Even here it’s easy to see which way things are going in the future. Cordgrass has deliberately been introduced to the area to stabilise the sand and mud and it’s apparently spread hugely in the last few years. There are already industrial units all along the coast and we pass maps of the coastline on signboards with big red lines showing the areas off the coast that are earmarked to be bunded, dried out and built upon.
It’s potentially a huge threat to the spoon-billed sandpiper’s future. The birds once relied on the coastal marshes to be able to roost safely. There is little marsh left now, so they roost on the claimed and stabilised areas. But once these are covered with industrial units, where will they roost? A few hundred journey-weary spoon-billed sandpipers may not last long under these conditions.
It’s not dissimilar to the situation that we’ve created for ourselves in parts of the UK and are now trying to unpick. For instance, Slimbridge on the Severn Estuary, where my office is, is on an area called the Newgrounds because it was literally new ground that was claimed from the tidal river by building an earth wall. That wall is just part of 200 kilometres of defences that keep the high tides off our property and businesses. But with sea levels rising, hundreds of hectares are already becoming permanently submerged and less and less land is exposed at high tide. There are more than 100,000 homes and businesses along the estuary, so there’s little room to make more space for wildlife. Recently we’ve managed to secure a few hundred hectares at the Steart peninsula, further down the Severn from Slimbridge, where we’ve been able to break down the old sea defences to allow intertidal habitat to move inland with the rising seas. It should provide for the thousands of dunlin and other shorebirds that are common in the area and hopefully show that we can protect wildlife without hampering our own aims by making space for it.

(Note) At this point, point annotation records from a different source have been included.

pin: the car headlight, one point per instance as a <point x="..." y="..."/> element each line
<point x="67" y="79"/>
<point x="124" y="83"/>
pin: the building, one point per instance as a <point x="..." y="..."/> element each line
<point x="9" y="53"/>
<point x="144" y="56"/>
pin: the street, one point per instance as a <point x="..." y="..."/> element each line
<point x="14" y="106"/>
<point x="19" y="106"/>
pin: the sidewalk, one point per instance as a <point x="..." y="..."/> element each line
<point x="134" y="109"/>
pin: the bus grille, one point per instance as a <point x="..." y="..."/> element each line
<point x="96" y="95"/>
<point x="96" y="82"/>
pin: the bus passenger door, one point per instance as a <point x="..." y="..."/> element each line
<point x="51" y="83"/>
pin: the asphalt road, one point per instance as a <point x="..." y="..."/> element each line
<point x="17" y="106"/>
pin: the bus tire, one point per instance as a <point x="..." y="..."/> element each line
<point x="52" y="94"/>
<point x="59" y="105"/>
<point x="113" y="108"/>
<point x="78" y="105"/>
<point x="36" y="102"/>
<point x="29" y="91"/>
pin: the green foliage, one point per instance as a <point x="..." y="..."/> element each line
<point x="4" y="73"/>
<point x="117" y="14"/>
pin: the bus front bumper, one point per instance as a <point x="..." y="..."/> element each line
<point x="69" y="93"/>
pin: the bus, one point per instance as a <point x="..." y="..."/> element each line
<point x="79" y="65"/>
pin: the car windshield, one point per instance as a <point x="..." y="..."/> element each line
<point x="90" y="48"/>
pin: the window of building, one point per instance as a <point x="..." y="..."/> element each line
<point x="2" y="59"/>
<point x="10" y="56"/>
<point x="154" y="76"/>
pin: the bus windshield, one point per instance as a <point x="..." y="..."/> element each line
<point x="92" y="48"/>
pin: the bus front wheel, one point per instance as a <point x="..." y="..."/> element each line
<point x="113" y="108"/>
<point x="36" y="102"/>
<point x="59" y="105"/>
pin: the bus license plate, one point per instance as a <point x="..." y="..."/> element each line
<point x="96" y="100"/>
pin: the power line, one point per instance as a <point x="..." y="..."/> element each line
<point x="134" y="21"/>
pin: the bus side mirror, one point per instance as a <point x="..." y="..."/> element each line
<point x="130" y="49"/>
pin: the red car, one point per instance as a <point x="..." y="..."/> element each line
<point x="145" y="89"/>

It’s a principle that we hope will play out here on the Jiangsu coast. The survey team I’ve joined have been building up data each year and it’s an invaluable picture of the natural importance of this stretch of coastline. It’s a story that, without the burgeoning sense of adventure and exploration among the Chinese birding community, would probably still be unknown. Everyone involved has been quick to bring it to the attention of the authorities who, by all accounts, have been very willing to listen.
If nothing is known about the wildlife of an area it’s impossible to plan around it. Fortunately the importance of the Jiangsu coast has come to light, giving us just enough time to gather some evidence. We hope there’s still time to build in space for the birds within the development plans.